May 2015: Lisocabtagene maraleucel (Breyanzi, Juno Therapeutics, Inc.) has been granted rapid approval by the Food and Drug Administration. This approval is specifically for people with relapsed or refractory follicular lymphoma (FL) who have undergone two or more rounds of systemic therapy.
The effectiveness of the treatment was assessed in a clinical trial called TRANSCEND-FL (NCT04245839). The test was done on people whose follicular lymphoma (FL) had come back or stopped responding to two or more lines of systemic therapy, which included an anti-CD20 antibody and an alkylating agent. The trial was open-label, multicenter, and single-arm in design, meaning that all participants received the same treatment and there was no control group. Patients were eligible to participate in the trial if they had sufficient bone marrow function to undergo lymphodepleting chemotherapy and had an ECOG performance status of 1 or lower.
Prior to lymphodepletion and subsequent delivery of lisocabtagene maraleucel, patients may undergo apheresis and receive bridging therapy to control the disease. Patients were given a single dose of lisocabtagene maraleucel two to seven days after finishing lymphodepleting chemotherapy.

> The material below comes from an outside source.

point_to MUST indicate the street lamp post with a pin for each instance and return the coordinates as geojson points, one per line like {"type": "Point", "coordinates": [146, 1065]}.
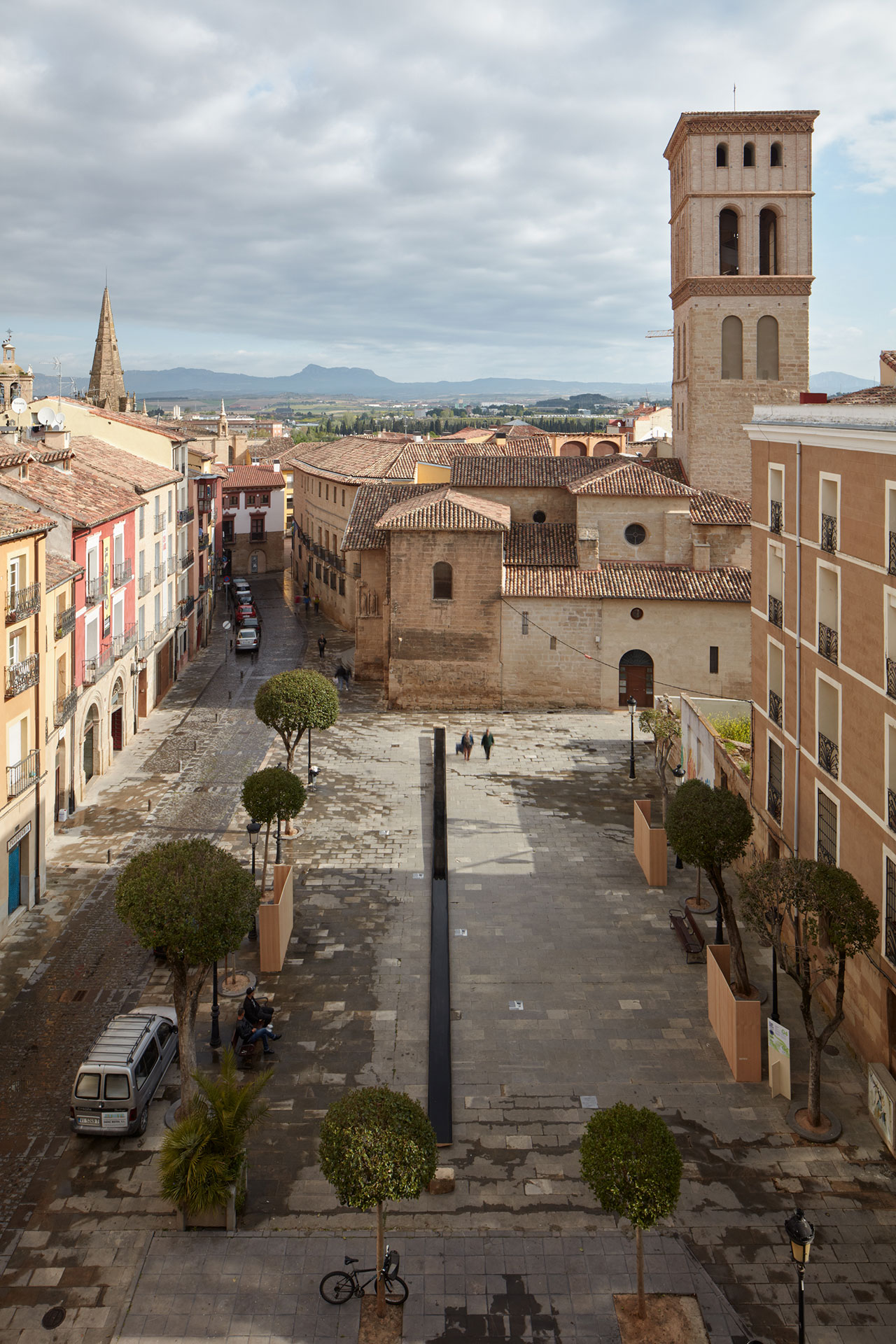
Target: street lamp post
{"type": "Point", "coordinates": [801, 1234]}
{"type": "Point", "coordinates": [253, 827]}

This chemotherapy included fludarabine at a dose of 30 mg/m2/day and cyclophosphamide at a dose of 300 mg/m2/day, which were both given at the same time for three days. The primary efficacy population consisted of 94 patients who had a PET-positive illness either at the beginning or after receiving bridging therapy. These patients were administered the indicated dose range of the medication and were followed up for at least 9 months after their initial response.
The primary efficacy measures included the overall response rate (ORR), which is the percentage of patients who achieved a complete or partial response after receiving the lisocabtagene maraleucel infusion, and the duration of response (DOR) as determined by an independent review committee. The overall response rate (ORR) was 95.7% with a 95% confidence interval (CI) ranging from 89.5% to 98.8%. After a period of observation of 16.8 months (95% confidence interval: 16.3, 17.0), the median duration of response (DOR) was not determined (NR) (95% confidence interval: 18.04, NR).
The predominant nonlaboratory adverse effects, occurring in at least 20% of cases, were cytokine release syndrome (CRS), headache, musculoskeletal discomfort, exhaustion, constipation, and fever. The FDA has granted approval to lisocabtagene maraleucel, along with a risk evaluation and mitigation strategy, due to the potential for severe CRS and neurologic toxicities that could be fatal or life-threatening.
The recommended amount of lisocabtagene maraleucel is 90 to 110 × 106 CAR-positive viable T cells, with an equal number of CD4 and CD8 parts.